I have ADHD. My problem isn't managing tasks — I have six abandoned systems for that. Notion setups, Todoist phases, paper planners with four filled pages.
My problem is the three hours of staring before I start.
The worst one lately: a two-sentence email. Took me nine days.
What actually works (for me)
Every productivity app assumes I already know what to do and just need to track it.
What works is when someone says: just do this one tiny thing first.
Not "clean the room." Pick up five things.
Not "do your taxes." Put every tax paper in one pile.
The wall isn't the task. It's the size of the first step.
So I built TinyStart
It's an iOS app for task paralysis. One job:
- Type what you're avoiding
- Get a stupidly small first step (AI breakdown, but strict — step 1 has to be a physical action under ~2 minutes)
- Hit a 2-minute timer
- Next step unlocks
- Stop early if you want — no streaks, no guilt
That's it. No onboarding hell. No life dashboard.
I'm not trying to replace todo lists. I'm trying to solve the moment before the moment — when you're staring at the thing and your brain treats it like a boss fight.
Early signal
I posted on Reddit (r/SideProject) last week. ~950 views, 4 waitlist signups in about 6 hours.
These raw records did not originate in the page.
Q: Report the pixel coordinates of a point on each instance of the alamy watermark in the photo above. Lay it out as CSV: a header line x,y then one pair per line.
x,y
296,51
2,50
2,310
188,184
I expected zero.
One comment: "Claude does this in 5 minutes." Fair. I think people might pay for the flow — timer, momentum, mobile, no shame — not the breakdown itself. Beta will tell me if I'm wrong.
Another builder reached out building something similar (waitingmode.com). We landed on the same thesis: make step 1 ridiculously small beats make the breakdown smarter. Asking someone to "narrow the task first" is just another decision they don't want to make.
What's next
- Waitlist until ~20 signups, then TestFlight
- Iterating on feedback: vague tasks ("start a startup"), AI vs rule-based clarity, whether the 2-min timer actually changes behavior
If this sounds like your brain:
Waitlist: https://tinystart.vercel.app
One email when beta opens. No spam.
Question for you
What's the longest you've stared at a task without being able to start it?
And if you've tried something that worked — what was the first step?